The fundraising method was pioneered by Ethereum in 2014, it has successfully powered the growth of ‘Smart Contracts’ and continues to enable groundbreaking technology and innovations to be developed.
It works similarly to a crowdsale, which refers to a method of selling participation in an economy, giving investors access to the features of a particular project starting at a later date.
Unlike an ‘initial public offering‘ which sells a share in the ownership of the company itself, ICOs provide a means by which startups avoid costs of regulatory compliance and intermediaries, such as venture capitalists, bank and stock exchanges.

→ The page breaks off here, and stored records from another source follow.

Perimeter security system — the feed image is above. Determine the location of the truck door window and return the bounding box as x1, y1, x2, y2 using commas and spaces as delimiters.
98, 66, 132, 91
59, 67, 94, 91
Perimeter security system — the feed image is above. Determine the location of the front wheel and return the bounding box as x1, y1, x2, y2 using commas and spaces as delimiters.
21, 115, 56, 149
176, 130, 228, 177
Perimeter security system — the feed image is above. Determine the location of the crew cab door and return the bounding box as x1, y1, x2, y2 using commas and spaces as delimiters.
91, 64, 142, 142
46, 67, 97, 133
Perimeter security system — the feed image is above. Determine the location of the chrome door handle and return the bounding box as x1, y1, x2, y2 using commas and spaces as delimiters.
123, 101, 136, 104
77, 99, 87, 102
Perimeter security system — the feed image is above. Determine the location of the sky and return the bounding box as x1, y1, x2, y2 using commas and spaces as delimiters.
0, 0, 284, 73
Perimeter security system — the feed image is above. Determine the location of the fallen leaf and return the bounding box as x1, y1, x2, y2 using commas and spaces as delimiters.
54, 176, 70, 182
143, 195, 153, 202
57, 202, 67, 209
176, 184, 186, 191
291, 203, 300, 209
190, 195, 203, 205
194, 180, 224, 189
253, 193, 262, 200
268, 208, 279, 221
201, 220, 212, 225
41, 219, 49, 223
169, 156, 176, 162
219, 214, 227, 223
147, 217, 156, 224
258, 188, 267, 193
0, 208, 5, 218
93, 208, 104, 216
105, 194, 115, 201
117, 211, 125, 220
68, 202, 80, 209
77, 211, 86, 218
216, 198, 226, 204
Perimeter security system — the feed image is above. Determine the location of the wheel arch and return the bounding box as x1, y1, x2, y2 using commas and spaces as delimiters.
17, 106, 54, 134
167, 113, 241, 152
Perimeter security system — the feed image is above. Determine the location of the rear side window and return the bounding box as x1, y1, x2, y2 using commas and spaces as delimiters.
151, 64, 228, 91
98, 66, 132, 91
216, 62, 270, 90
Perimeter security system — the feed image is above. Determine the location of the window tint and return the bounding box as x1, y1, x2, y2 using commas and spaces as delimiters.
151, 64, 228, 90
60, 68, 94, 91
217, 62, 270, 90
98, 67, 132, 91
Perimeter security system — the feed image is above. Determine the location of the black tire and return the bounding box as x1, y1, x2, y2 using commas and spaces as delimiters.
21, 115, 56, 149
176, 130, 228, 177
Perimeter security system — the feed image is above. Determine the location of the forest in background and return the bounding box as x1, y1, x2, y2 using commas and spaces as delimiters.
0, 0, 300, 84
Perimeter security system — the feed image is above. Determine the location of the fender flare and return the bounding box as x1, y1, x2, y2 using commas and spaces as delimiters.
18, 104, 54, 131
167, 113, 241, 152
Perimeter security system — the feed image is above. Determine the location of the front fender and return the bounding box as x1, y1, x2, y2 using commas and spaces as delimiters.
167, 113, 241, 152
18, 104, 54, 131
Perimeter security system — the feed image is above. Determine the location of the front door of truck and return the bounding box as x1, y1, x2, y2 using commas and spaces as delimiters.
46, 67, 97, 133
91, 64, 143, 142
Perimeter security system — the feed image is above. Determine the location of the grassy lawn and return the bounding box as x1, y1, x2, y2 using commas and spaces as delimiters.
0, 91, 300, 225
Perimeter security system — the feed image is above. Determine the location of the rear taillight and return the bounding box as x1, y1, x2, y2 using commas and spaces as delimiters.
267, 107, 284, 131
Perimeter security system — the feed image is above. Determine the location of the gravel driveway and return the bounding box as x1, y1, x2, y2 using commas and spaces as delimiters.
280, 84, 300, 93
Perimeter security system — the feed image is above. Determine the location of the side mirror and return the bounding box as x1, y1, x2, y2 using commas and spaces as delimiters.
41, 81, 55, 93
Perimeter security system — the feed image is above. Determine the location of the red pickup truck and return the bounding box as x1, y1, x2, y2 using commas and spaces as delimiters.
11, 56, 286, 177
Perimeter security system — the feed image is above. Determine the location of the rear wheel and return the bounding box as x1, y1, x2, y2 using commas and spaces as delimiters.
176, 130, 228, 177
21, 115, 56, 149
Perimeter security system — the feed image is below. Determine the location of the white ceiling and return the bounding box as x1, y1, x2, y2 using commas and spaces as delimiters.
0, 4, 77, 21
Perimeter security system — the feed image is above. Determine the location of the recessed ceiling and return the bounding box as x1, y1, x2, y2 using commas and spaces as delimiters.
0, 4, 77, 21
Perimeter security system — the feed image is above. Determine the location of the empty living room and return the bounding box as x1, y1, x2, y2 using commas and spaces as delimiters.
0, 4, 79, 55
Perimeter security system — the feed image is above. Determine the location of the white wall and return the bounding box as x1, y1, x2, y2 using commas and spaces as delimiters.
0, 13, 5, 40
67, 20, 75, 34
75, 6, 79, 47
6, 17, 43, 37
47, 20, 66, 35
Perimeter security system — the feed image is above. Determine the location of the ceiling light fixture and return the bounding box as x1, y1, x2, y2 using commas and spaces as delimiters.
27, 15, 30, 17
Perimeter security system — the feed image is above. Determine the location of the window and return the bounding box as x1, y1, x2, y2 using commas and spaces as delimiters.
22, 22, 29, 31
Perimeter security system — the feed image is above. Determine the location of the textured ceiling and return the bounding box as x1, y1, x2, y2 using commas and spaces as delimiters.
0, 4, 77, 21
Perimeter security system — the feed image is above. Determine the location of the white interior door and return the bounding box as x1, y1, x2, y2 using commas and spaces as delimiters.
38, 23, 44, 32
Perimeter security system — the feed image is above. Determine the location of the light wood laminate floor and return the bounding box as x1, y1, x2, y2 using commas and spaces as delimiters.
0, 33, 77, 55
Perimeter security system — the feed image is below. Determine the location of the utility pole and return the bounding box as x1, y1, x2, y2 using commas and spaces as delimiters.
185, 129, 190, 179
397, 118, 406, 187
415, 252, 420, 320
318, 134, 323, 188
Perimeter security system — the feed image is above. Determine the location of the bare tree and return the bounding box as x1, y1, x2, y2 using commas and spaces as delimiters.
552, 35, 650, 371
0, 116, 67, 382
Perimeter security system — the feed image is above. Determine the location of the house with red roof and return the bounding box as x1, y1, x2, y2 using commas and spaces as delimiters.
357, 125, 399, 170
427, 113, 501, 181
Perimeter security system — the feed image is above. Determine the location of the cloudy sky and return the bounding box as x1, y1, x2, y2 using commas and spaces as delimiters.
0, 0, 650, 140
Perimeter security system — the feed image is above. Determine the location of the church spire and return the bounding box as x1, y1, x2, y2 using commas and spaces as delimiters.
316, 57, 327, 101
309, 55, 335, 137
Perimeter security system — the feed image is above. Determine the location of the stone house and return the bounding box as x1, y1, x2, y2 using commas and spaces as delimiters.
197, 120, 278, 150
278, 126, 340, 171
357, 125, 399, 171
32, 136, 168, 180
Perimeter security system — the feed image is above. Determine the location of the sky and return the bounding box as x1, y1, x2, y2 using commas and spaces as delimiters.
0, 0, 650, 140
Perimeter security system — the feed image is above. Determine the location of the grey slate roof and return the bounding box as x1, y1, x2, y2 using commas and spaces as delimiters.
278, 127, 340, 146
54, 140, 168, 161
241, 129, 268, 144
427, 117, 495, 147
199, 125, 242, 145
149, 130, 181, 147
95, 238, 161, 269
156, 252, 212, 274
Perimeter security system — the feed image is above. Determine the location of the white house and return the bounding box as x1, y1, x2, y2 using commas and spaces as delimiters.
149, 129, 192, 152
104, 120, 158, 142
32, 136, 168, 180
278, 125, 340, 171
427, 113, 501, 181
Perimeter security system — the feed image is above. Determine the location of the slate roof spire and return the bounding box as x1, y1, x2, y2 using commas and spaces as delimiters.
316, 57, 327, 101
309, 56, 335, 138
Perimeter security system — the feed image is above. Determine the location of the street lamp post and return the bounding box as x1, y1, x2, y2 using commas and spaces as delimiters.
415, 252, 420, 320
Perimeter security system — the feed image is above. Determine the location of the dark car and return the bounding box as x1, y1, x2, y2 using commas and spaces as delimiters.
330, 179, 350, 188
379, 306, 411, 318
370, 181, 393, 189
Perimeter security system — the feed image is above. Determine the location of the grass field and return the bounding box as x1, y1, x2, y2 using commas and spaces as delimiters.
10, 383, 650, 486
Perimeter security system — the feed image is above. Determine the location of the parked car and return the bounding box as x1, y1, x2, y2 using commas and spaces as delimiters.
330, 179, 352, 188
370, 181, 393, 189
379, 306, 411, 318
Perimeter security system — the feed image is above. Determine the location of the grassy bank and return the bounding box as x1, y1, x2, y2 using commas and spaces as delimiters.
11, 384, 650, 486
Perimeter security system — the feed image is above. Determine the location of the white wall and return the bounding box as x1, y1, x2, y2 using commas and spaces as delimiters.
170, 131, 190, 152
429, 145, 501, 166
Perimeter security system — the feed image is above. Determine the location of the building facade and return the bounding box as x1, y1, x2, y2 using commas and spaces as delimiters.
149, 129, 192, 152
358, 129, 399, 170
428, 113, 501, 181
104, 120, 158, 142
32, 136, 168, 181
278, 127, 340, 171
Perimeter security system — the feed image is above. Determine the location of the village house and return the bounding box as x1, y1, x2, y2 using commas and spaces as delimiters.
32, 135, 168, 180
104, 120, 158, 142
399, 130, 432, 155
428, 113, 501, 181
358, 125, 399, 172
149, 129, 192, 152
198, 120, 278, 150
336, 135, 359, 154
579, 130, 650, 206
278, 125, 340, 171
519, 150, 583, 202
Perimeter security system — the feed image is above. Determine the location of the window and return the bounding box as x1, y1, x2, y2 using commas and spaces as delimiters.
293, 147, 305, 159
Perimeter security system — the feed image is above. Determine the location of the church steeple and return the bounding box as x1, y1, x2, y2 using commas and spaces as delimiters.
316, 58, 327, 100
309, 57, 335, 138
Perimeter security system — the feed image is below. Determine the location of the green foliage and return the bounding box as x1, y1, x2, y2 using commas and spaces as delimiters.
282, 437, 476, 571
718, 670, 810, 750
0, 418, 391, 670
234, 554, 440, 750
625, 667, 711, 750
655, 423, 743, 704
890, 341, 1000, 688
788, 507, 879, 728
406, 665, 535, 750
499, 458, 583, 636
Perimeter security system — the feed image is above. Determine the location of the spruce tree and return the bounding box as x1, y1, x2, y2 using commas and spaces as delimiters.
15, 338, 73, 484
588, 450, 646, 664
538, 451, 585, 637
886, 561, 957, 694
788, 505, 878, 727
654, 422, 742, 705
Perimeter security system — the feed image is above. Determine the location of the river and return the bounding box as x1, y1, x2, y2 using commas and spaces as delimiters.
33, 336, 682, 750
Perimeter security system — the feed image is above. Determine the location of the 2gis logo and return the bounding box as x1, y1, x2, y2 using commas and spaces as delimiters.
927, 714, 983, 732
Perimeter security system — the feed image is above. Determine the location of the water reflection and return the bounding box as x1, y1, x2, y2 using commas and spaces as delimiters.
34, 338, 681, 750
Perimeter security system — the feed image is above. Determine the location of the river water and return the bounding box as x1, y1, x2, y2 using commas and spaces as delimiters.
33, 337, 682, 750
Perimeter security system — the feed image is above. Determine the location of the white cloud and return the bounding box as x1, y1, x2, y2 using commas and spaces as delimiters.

The typical ICO begins with a white paper detailing the project, their plan, goals, technical information and the financial budget. It is important to understand how their coins or tokens will be distributed, whether they will be a fixed number and any preferential terms.
In an ICO, a pre-allocated number of the crowdfunded cryptocurrency (“token sale”) is reserved for the investors in the form of “tokens”. The aim is that these tokens will become functional units of currency, if or when the ICO’s funding goal is met and the project launches. They can then be exchanged for legal tender or other cryptocurrencies such as Bitcoin or Ethereum.
ICOs have now overtaken venture capital as a means of raising money for blockchain startups. But we cannot ignore the controversy. As a currently unregulated mechanism for raising funds, it has attracted the good, the bad and the ugly. Over the last 6 months we have seen Government authorities going back and forth, trying to understand how to regulate this new phenomenon, the U.S. and the U.K. both issued statements warning investors to beware of scammers using ICOs to execute “pump and dump” schemes, in which the scammer talks up the value of an ICO in order to generate interest and drive up the value of the coins, and then quickly “dumps” the coins for a profit. However, the SEC has acknowledged that ICOs “may provide fair and lawful investment opportunities”. Indeed, advocates of the ICO method believe it has democratised the venture capital process.
We are now seeing more secure offerings being facilitated by exchanges or an escrow service. According to the ICO rating website, ICOdata, there has been over 800 ICOs totaling more than $6 billion in ICO funding to date.
It is clear that this new democratised investing platform is evolving with phenomenal speed. The ICO method is certainly a major force behind the speed of this growth, enabling the development of innovative projects.